Dr. Waksman’s father founded the Waksman Foundation for Microbiology in 1951 using patent royalties from the isolation of streptomycin, the first antibiotic for the treatment of tuberculosis. Byron Waksman directed the family foundation for more than 30 years. Here, too, he focused on improving scientific communication, both among scientists themselves and with the general public. After initiating the MBL Science Journalism Program, he created a similar international journalism program, the European Initiative for Communicators of Science, at the Max Plank Institute in Munich. He also launched a decade-long K–12 science education initiative focused on training classroom teachers to use hands-on microbiology exercises; the pilot workshop was held at the MBL in 1997.

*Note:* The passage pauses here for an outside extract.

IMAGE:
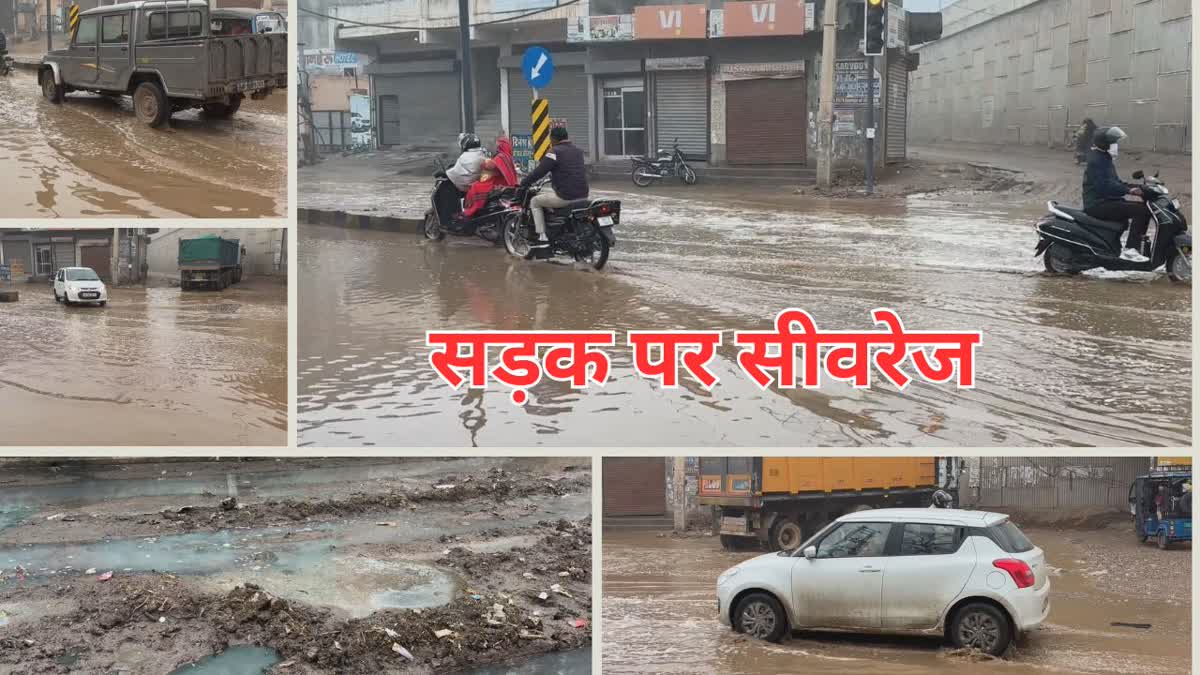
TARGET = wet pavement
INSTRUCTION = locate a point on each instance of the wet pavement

Dr. Waksman traveled widely over the course of his career, attending scientific conferences and visiting France, Britain, Brazil, Venezuela, and Germany as an investigator or teacher. From 1961 onward, he served almost continuously on advisory panels of various government agencies, the World Health Organization, and the Rockefeller Foundation. He also served on the editorial boards of a number of scientific journals in the field of immunology. In addition to AAI, he was a member of many other societies in his field. Dr. Waksman published more than 350 papers and articles in leading scientific journals on subjects in his areas of interest in immunology and science communication.
Dr. Waksman is survived by his wife, Joyce; a son, Peter; a daughter, Nan Schanbacher; and five grandchildren. Memorial services took place in the summer in Woods Hole and in Lexington, Massachusetts.